Età cristiana.- La diffusione del cristianesimo alla fine del sec. III è documentata dalla scoperta della Basilica di S. Quirino a Szombathely in Savaria. La basilica è ad una navata, e il suo pavimento in mosaico ha affinità coi mosaici della Basilica di S. Teodoro in Aquileia. È venuta alla luce, nei pressi di essa, anche una cella tricora. A Sopianae (Pécs), è stato scoperto un cubiculo dipinto nella piazza del Duomo; la rappresentazione di una brocca e di un bicchiere inghirlandati da foglie di vite si riferisce all'eucaristia; lo zoccolo imita il marmo e presenta il noto mótivo a sbarre delle catacombe; rimonta alla metà del sec. IV. Una parte del cimitero tardo romano di Ságvár (Tricciana) ha pure carattere paleocristiano.

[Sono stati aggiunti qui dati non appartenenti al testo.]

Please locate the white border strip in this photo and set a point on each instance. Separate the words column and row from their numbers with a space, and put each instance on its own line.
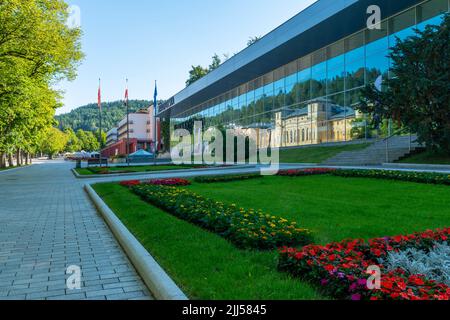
column 156, row 279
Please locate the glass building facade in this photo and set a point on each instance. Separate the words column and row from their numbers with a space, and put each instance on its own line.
column 312, row 100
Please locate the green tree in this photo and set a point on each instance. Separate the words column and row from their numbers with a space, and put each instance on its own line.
column 88, row 141
column 196, row 73
column 417, row 96
column 253, row 40
column 37, row 49
column 54, row 141
column 216, row 62
column 73, row 143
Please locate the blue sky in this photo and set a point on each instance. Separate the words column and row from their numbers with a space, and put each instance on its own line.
column 148, row 40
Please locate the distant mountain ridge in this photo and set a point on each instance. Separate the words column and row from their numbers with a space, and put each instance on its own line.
column 87, row 117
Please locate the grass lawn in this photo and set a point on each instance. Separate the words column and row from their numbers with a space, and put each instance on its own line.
column 133, row 169
column 316, row 154
column 208, row 267
column 427, row 157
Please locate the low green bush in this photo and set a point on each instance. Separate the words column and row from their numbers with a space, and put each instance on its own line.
column 420, row 177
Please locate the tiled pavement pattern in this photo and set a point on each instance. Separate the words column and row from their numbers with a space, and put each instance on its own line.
column 47, row 224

Bibl.: Cfr. gli ultimi volumi delle riviste: Archeológiai Értesitő, Szegedi Dolgozotok, Folia Archaeologica, Budapest Régiségei, Magyar Mùzeum, Antiquitas Hungarica; F. Tompa, A. Alföldi, L. Nagy, in Budapest az Ókorban, I, 1-2, 1942; G. Dombai, A zengövárkonyi öskori telep, in Arch. Hung., XXIII, 1939; T. Nagy, Il secondo anfiteatro romano di Aquincum, Budapest 1942; id., Testimonianze romane nel territorio ungherese, in Arte e cultura in Ungheria, Milano 1945, pp. 7-53.